Susan Rinkunas (left) and Garnet Henderson celebrate Autonomy News’s launch, June 2025. Photograph: Susan Rinkunas
Those sites shaped a robust media landscape of the 2010s, including reporting on the Tea Party and Occupy Wall Street movements and insider politics that mainstream media often missed. While online media’s early days were bolstered by billions of dollars in ad revenue, advertising dollars moved from internet news to tech companies like Facebook and Google over the next decade. Falling revenues led publications to be put up for sale and eventually purchased by corporate owners or private equity firms that laid off news staff or shut down news sites entirely, leading to the industry’s current contraction. In 2025 alone, more than 17,000 people were cut across media, up 18% from 2024, according to a recent report from outplacement firm Challenger, Gray & Christmas.
As attention has shifted to influencers across social media, videos and podcasts in recent years, Caplan noted, audiences have become more attracted to independent creators and niche reporting. While the blogs of the 2010s often had large teams and websites, independent journalists tend to run their own publications alone or with a partner, thanks to easy-to-use newsletter platforms like Substack, Beehiiv and Ghost.

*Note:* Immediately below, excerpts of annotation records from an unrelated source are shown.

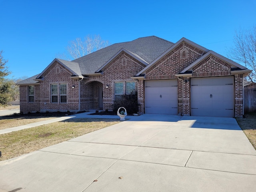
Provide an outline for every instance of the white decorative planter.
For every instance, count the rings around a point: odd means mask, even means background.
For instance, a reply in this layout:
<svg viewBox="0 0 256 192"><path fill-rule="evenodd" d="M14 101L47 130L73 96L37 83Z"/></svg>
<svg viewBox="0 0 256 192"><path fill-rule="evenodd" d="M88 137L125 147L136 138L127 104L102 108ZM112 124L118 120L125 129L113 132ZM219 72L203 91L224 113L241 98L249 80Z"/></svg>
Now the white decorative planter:
<svg viewBox="0 0 256 192"><path fill-rule="evenodd" d="M120 113L119 113L119 110L120 110L120 109L122 108L124 109L124 114L120 114ZM124 121L124 120L125 120L125 116L127 115L126 110L125 109L125 108L124 108L124 107L120 107L118 110L117 110L117 115L119 116L119 117L120 117L120 121Z"/></svg>

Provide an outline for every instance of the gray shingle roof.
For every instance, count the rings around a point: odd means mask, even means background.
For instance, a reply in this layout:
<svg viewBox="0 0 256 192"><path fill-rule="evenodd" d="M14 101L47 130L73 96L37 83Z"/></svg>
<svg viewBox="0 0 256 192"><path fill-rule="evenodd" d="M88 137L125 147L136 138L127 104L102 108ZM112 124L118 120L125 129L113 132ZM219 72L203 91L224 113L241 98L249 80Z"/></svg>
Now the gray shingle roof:
<svg viewBox="0 0 256 192"><path fill-rule="evenodd" d="M82 74L95 72L122 48L150 63L174 44L155 36L116 43L72 61L79 64Z"/></svg>
<svg viewBox="0 0 256 192"><path fill-rule="evenodd" d="M64 65L65 65L68 68L73 71L73 72L76 73L79 76L82 76L82 73L81 73L81 70L80 69L80 67L79 66L79 64L78 63L76 62L73 62L72 61L66 61L66 60L63 60L63 59L57 59L61 63L62 63Z"/></svg>
<svg viewBox="0 0 256 192"><path fill-rule="evenodd" d="M37 75L34 75L32 77L30 77L29 78L22 80L22 81L19 81L16 84L19 85L22 85L22 84L28 85L30 84L35 84L36 83L38 83L39 84L39 81L34 81L33 80L34 79L36 79L36 77L37 77L39 75L39 74L38 74Z"/></svg>
<svg viewBox="0 0 256 192"><path fill-rule="evenodd" d="M40 74L18 82L17 84L29 84L38 82L39 78L51 64L58 60L78 76L94 73L122 48L149 64L174 44L156 36L142 37L133 41L116 43L72 61L55 59Z"/></svg>

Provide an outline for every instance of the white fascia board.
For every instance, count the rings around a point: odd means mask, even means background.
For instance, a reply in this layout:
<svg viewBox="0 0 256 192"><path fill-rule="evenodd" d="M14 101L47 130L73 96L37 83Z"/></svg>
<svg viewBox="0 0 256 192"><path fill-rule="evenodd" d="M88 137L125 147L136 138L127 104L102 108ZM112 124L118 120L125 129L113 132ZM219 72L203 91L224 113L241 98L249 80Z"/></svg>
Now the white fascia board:
<svg viewBox="0 0 256 192"><path fill-rule="evenodd" d="M231 74L232 75L236 75L238 74L242 74L244 75L244 76L247 76L249 75L252 72L252 70L250 70L249 69L245 69L244 70L238 70L236 71L231 71Z"/></svg>
<svg viewBox="0 0 256 192"><path fill-rule="evenodd" d="M118 52L117 52L116 54L115 54L111 58L110 58L109 60L108 60L105 64L104 64L102 66L100 67L99 69L98 69L96 72L96 73L97 73L101 71L103 69L104 69L105 67L106 67L108 64L111 62L113 60L114 60L122 52L124 52L126 54L128 55L130 55L131 56L133 57L134 58L137 59L140 62L141 62L143 64L145 64L145 65L148 65L148 64L145 61L142 60L141 58L138 58L134 54L133 54L132 52L130 52L129 51L128 51L126 49L122 48Z"/></svg>
<svg viewBox="0 0 256 192"><path fill-rule="evenodd" d="M146 79L146 77L145 77L145 76L139 76L131 77L131 78L133 79L140 79L142 80L144 80L144 79Z"/></svg>
<svg viewBox="0 0 256 192"><path fill-rule="evenodd" d="M176 77L191 77L192 76L192 73L186 73L184 74L176 74L175 75Z"/></svg>
<svg viewBox="0 0 256 192"><path fill-rule="evenodd" d="M34 83L21 83L21 84L16 83L15 84L16 85L23 85L23 86L26 86L26 85L39 85L39 82L35 82Z"/></svg>
<svg viewBox="0 0 256 192"><path fill-rule="evenodd" d="M187 39L186 39L184 37L180 39L179 41L178 41L176 43L175 43L174 45L170 47L169 49L165 51L163 53L161 54L159 56L156 58L154 61L153 61L151 63L147 66L146 67L142 69L141 71L139 72L136 76L139 76L140 74L142 74L144 73L148 69L150 68L151 66L152 66L154 64L155 64L156 62L158 61L161 59L163 57L165 56L166 54L167 54L169 52L170 52L172 50L175 49L176 47L177 47L178 46L179 46L181 43L183 42L186 42L188 43L188 44L190 44L191 45L197 48L202 50L202 51L204 52L208 52L209 51L209 50L206 49L206 48L201 46L200 45L198 45L198 44L196 44L196 43L194 43L194 42L190 41L190 40L188 40Z"/></svg>

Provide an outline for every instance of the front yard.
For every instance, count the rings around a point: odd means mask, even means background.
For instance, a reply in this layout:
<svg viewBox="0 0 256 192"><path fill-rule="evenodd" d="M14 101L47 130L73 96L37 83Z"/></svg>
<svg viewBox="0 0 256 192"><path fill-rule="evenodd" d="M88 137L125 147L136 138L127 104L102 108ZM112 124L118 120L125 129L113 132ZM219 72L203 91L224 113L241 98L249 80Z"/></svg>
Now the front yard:
<svg viewBox="0 0 256 192"><path fill-rule="evenodd" d="M117 119L71 119L1 134L0 161L18 157L120 122Z"/></svg>

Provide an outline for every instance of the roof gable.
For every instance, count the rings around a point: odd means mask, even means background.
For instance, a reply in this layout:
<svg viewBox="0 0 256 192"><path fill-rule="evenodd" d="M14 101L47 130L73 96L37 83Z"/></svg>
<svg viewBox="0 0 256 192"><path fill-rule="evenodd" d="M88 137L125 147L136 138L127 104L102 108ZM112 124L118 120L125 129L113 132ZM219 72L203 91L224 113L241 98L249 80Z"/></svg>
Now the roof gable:
<svg viewBox="0 0 256 192"><path fill-rule="evenodd" d="M148 65L148 66L142 70L136 75L138 76L141 74L144 73L147 70L150 68L151 67L153 67L155 64L161 59L164 58L168 54L172 52L176 51L176 49L179 49L179 47L182 44L186 44L187 46L188 46L189 48L194 49L194 50L197 52L200 53L202 55L209 51L209 50L206 48L205 48L204 47L196 44L183 37L180 39L180 40L175 43L173 46L170 47L169 49L156 58L149 65Z"/></svg>
<svg viewBox="0 0 256 192"><path fill-rule="evenodd" d="M38 74L34 75L34 76L28 78L27 79L24 79L22 81L18 82L16 83L18 85L32 85L39 84L39 82L38 81L35 81L34 80L36 77L38 76Z"/></svg>
<svg viewBox="0 0 256 192"><path fill-rule="evenodd" d="M99 69L98 69L96 72L99 72L101 71L104 68L105 68L110 63L111 63L112 61L114 60L117 57L118 57L123 52L124 52L126 53L128 55L130 55L131 57L134 58L135 59L138 60L139 62L142 63L143 64L144 64L146 66L148 64L148 63L145 60L144 60L143 58L140 57L138 55L132 53L132 52L128 51L124 48L122 48L118 52L117 52L116 54L115 54L104 65L103 65L101 68L100 68Z"/></svg>
<svg viewBox="0 0 256 192"><path fill-rule="evenodd" d="M220 60L221 61L224 61L225 62L228 63L230 65L231 68L238 68L242 70L246 69L246 68L241 65L240 65L238 63L237 63L234 61L229 59L223 56L218 54L218 53L214 52L213 51L209 51L206 54L204 55L199 59L194 62L191 65L188 66L187 67L184 69L180 73L185 73L188 71L192 70L192 68L196 66L198 64L200 63L203 62L204 60L205 60L207 58L208 58L211 55L213 55L217 58Z"/></svg>
<svg viewBox="0 0 256 192"><path fill-rule="evenodd" d="M82 74L92 74L101 70L124 49L127 54L147 65L174 44L155 36L143 37L113 44L72 62L79 64Z"/></svg>
<svg viewBox="0 0 256 192"><path fill-rule="evenodd" d="M55 58L45 69L44 69L42 73L39 74L39 75L36 77L36 79L41 79L42 76L43 76L47 72L47 71L56 62L58 62L59 64L71 72L73 74L72 76L82 77L79 65L78 63L72 61L66 61L65 60Z"/></svg>

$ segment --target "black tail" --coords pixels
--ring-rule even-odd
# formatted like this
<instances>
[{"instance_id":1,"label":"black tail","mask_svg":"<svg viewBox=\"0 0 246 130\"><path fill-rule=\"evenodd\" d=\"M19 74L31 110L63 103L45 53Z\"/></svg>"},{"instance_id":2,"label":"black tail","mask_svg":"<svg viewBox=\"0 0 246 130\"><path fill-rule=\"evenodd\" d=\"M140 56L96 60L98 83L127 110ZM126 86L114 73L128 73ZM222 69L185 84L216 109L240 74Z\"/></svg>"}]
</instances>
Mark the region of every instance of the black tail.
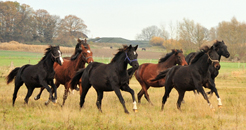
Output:
<instances>
[{"instance_id":1,"label":"black tail","mask_svg":"<svg viewBox=\"0 0 246 130\"><path fill-rule=\"evenodd\" d=\"M79 83L79 79L81 78L83 72L84 72L85 68L78 70L75 75L73 76L71 82L70 82L70 86L71 89L75 89L77 88L76 85Z\"/></svg>"},{"instance_id":2,"label":"black tail","mask_svg":"<svg viewBox=\"0 0 246 130\"><path fill-rule=\"evenodd\" d=\"M15 78L15 76L17 75L18 71L19 71L20 67L16 67L15 69L13 69L9 75L6 77L7 78L7 84L9 84L10 82L13 81L13 79Z\"/></svg>"},{"instance_id":3,"label":"black tail","mask_svg":"<svg viewBox=\"0 0 246 130\"><path fill-rule=\"evenodd\" d=\"M136 70L135 69L133 69L133 68L130 68L130 69L128 69L127 70L127 72L128 72L128 76L129 76L129 79L131 79L132 78L132 76L133 76L133 74L134 74L134 72L135 72Z\"/></svg>"},{"instance_id":4,"label":"black tail","mask_svg":"<svg viewBox=\"0 0 246 130\"><path fill-rule=\"evenodd\" d=\"M170 70L171 68L166 69L165 71L160 72L154 79L151 79L150 81L157 81L159 79L165 78L167 75L167 72Z\"/></svg>"}]
</instances>

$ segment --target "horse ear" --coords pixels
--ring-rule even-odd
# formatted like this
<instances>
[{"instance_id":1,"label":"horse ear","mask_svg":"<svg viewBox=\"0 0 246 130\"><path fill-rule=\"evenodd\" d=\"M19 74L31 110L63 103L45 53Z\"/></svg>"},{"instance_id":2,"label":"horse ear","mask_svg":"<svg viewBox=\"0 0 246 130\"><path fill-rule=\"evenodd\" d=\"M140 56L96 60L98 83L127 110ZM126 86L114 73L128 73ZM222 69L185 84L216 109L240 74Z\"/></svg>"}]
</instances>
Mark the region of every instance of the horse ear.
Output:
<instances>
[{"instance_id":1,"label":"horse ear","mask_svg":"<svg viewBox=\"0 0 246 130\"><path fill-rule=\"evenodd\" d=\"M128 48L131 49L132 48L132 45L130 45Z\"/></svg>"},{"instance_id":2,"label":"horse ear","mask_svg":"<svg viewBox=\"0 0 246 130\"><path fill-rule=\"evenodd\" d=\"M80 39L80 38L78 38L78 40L77 40L77 41L78 41L78 43L80 43L80 42L81 42L81 39Z\"/></svg>"},{"instance_id":3,"label":"horse ear","mask_svg":"<svg viewBox=\"0 0 246 130\"><path fill-rule=\"evenodd\" d=\"M135 51L138 49L138 45L136 45L135 47L134 47L134 49L135 49Z\"/></svg>"}]
</instances>

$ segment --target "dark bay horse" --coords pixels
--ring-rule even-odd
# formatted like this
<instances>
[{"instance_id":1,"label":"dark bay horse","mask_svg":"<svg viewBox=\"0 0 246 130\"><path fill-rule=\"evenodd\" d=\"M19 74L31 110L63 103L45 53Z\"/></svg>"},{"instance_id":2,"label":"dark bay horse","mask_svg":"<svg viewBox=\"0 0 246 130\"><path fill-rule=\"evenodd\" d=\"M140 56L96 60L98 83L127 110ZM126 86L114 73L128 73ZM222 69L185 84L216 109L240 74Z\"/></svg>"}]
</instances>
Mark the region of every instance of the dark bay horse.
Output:
<instances>
[{"instance_id":1,"label":"dark bay horse","mask_svg":"<svg viewBox=\"0 0 246 130\"><path fill-rule=\"evenodd\" d=\"M186 91L197 90L202 93L204 99L212 108L211 103L208 100L207 94L204 92L203 86L206 83L210 83L210 74L208 72L209 66L219 69L219 55L217 54L214 46L205 47L198 52L191 64L188 66L174 66L166 71L161 72L155 80L166 78L165 82L165 94L162 99L163 110L169 93L173 88L178 91L179 97L177 101L177 108L180 109L181 101L183 101ZM153 81L155 81L153 80Z\"/></svg>"},{"instance_id":2,"label":"dark bay horse","mask_svg":"<svg viewBox=\"0 0 246 130\"><path fill-rule=\"evenodd\" d=\"M133 99L133 110L137 110L134 91L129 87L129 75L127 65L130 64L135 70L139 67L137 61L138 45L135 47L123 46L114 56L109 64L92 62L85 69L79 70L71 81L71 86L76 86L79 79L82 79L82 93L80 95L80 108L83 107L85 96L93 86L97 92L97 108L100 112L104 91L114 91L124 107L125 113L129 113L120 90L131 93ZM82 75L82 76L81 76Z\"/></svg>"},{"instance_id":3,"label":"dark bay horse","mask_svg":"<svg viewBox=\"0 0 246 130\"><path fill-rule=\"evenodd\" d=\"M78 43L75 47L75 52L71 56L71 58L65 58L62 66L59 66L56 63L54 64L53 67L56 73L55 85L57 86L57 88L60 86L60 84L64 85L65 87L62 105L65 104L68 96L70 80L73 78L76 71L81 68L85 68L85 63L89 64L93 62L92 55L92 51L90 50L90 46L89 44L87 44L86 39L78 39ZM40 98L43 89L44 88L41 88L40 93L34 98L35 100L38 100Z\"/></svg>"},{"instance_id":4,"label":"dark bay horse","mask_svg":"<svg viewBox=\"0 0 246 130\"><path fill-rule=\"evenodd\" d=\"M17 93L19 88L25 83L28 92L25 97L25 102L28 103L29 97L32 95L33 90L37 87L44 87L50 93L49 100L46 104L49 103L50 100L56 102L57 92L56 85L53 82L55 71L53 69L54 63L59 65L63 64L63 59L61 57L61 51L59 46L50 46L46 49L44 57L38 62L36 65L24 65L22 67L16 67L12 70L7 76L7 84L9 84L15 78L15 90L13 94L13 106L17 97ZM53 93L50 85L55 93L55 97L53 97Z\"/></svg>"},{"instance_id":5,"label":"dark bay horse","mask_svg":"<svg viewBox=\"0 0 246 130\"><path fill-rule=\"evenodd\" d=\"M150 86L163 87L165 79L161 79L154 82L150 81L150 79L155 78L161 71L164 71L167 68L170 68L176 64L187 65L182 50L173 49L172 52L166 54L165 57L161 58L158 64L144 63L139 66L139 68L135 71L135 77L142 86L142 89L138 93L139 103L141 102L141 98L144 94L147 101L152 104L152 102L149 99L149 94L147 90Z\"/></svg>"},{"instance_id":6,"label":"dark bay horse","mask_svg":"<svg viewBox=\"0 0 246 130\"><path fill-rule=\"evenodd\" d=\"M221 56L224 56L225 58L229 58L230 56L230 53L229 51L227 50L227 46L226 44L224 43L224 41L218 41L216 40L213 44L214 46L214 49L215 51L218 53L219 55L219 61L221 59ZM185 60L188 64L191 63L192 59L195 57L196 55L196 52L192 52L190 53L189 55L187 55L185 57ZM208 94L213 94L213 92L215 92L215 95L217 96L217 100L218 100L218 106L222 106L222 102L221 102L221 99L220 99L220 96L218 94L218 91L217 91L217 88L215 87L215 78L218 76L219 74L219 70L217 70L216 68L214 68L212 65L209 66L209 73L211 74L211 78L210 78L210 82L211 84L207 83L205 84L204 87L206 88L210 88L211 91L208 92ZM208 85L212 85L212 86L208 86ZM195 91L194 91L195 92Z\"/></svg>"}]
</instances>

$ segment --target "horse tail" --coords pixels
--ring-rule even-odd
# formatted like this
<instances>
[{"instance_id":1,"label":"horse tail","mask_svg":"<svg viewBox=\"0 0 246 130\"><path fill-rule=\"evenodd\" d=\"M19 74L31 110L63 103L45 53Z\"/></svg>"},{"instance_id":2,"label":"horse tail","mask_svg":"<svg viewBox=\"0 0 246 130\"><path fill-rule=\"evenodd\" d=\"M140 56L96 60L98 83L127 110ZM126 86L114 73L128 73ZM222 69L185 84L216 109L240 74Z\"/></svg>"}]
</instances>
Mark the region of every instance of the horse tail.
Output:
<instances>
[{"instance_id":1,"label":"horse tail","mask_svg":"<svg viewBox=\"0 0 246 130\"><path fill-rule=\"evenodd\" d=\"M17 75L18 71L19 71L20 67L16 67L15 69L13 69L9 75L6 77L7 78L7 84L9 84L10 82L13 81L13 79L15 78L15 76Z\"/></svg>"},{"instance_id":2,"label":"horse tail","mask_svg":"<svg viewBox=\"0 0 246 130\"><path fill-rule=\"evenodd\" d=\"M84 73L85 68L78 70L75 75L73 76L70 85L71 89L75 89L76 85L79 83L79 79L81 78L82 74Z\"/></svg>"},{"instance_id":3,"label":"horse tail","mask_svg":"<svg viewBox=\"0 0 246 130\"><path fill-rule=\"evenodd\" d=\"M127 70L127 73L128 73L128 76L129 76L129 80L132 78L132 76L133 76L135 71L136 70L133 69L133 68L130 68L130 69Z\"/></svg>"},{"instance_id":4,"label":"horse tail","mask_svg":"<svg viewBox=\"0 0 246 130\"><path fill-rule=\"evenodd\" d=\"M154 79L151 79L150 81L157 81L159 79L165 78L169 70L171 70L171 68L168 68L165 71L160 72Z\"/></svg>"}]
</instances>

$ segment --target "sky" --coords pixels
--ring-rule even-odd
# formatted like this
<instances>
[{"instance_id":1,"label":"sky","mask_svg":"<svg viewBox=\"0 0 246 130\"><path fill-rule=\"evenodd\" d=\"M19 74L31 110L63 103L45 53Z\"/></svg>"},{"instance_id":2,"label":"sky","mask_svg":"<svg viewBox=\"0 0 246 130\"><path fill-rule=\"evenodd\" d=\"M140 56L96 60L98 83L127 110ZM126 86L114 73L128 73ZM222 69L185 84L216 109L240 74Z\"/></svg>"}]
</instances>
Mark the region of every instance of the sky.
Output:
<instances>
[{"instance_id":1,"label":"sky","mask_svg":"<svg viewBox=\"0 0 246 130\"><path fill-rule=\"evenodd\" d=\"M6 0L5 0L6 1ZM75 15L87 25L89 38L135 40L149 26L176 27L183 19L210 29L235 17L246 22L246 0L14 0L35 11L45 9L64 18Z\"/></svg>"}]
</instances>

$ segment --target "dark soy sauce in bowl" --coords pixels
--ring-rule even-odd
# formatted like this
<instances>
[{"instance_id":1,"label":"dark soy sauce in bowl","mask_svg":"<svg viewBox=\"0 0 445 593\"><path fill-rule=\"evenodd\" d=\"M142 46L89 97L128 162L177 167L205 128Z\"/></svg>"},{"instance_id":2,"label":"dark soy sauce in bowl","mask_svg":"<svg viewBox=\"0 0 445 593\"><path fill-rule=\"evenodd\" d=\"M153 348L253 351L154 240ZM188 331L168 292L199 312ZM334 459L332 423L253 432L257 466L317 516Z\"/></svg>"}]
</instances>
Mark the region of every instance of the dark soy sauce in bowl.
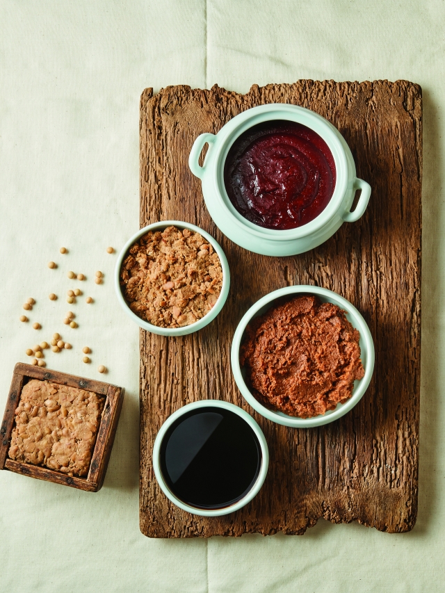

“One of the powerful elements that attracts people to individual creators is that they can see this person and understand what’s driving this person,” he said. “Those individuals, in many cases, feel less constrained because they’re not driven by a corporate agenda.”
Navigating legal risks and concerns
Reporting on hot-button issues during the current political climate with a litigious president carries certain risks. Before Autonomy News’s launch, Henderson and Rinkunas approached Lawyers for Reporters, which provides pro bono legal services for news organizations, to supply pre-publication review for any investigative or accountability reporting.
For even more legal protection, the journalists secured an Immediate Needs Fund grant – supported by the MacArthur Foundation via the non-profit Tiny News Collective – which they’re using to pay for media liability insurance. “We talked about from the very beginning that we wanted to be able to do this ambitious investigative work, but that requires resources,” Henderson said. “Not only in terms of the tremendous amount of time that investigative reporting takes, but also that you need legal review. I’m certainly sleeping better now that we have media liability insurance.”
Kabas and Urquhart both have lawyers who read over any stories of concern for their respective publications. Still, they note the need for greater legal infrastructure for independent journalists. To prevent potential censorship, Urquhart has moved Assigned Media’s servers outside of the US and is looking to move the site off an American-based company.
404 Media founders (from left) Emanuel Maiberg, Samantha Cole, Jason Koebler (on floor) and Joseph Cox. Photograph: Sharon Attia
“There’s been a lot of stuff that, on paper, shouldn’t be legal, that nonetheless has managed to happen under this administration, and I’m very eyes-open on that,” Urquhart said. “I’m concerned about legal and government suppression, more broadly. I take it very seriously. I try and be really aware of what the risks are.”
Caplan said more independent journalism projects are likely to pop up in the coming years, but collaboration will be key as they navigate not only legal risks, but also infrastructure issues like trainings, health insurance and protection from physical harm.
“For that independence to remain strong and vibrant, we need some institutions that essentially help support those individuals and independent journalists and independent news organizations,” he said. “We already have some of those, but we need to see those continue to grow and flourish.”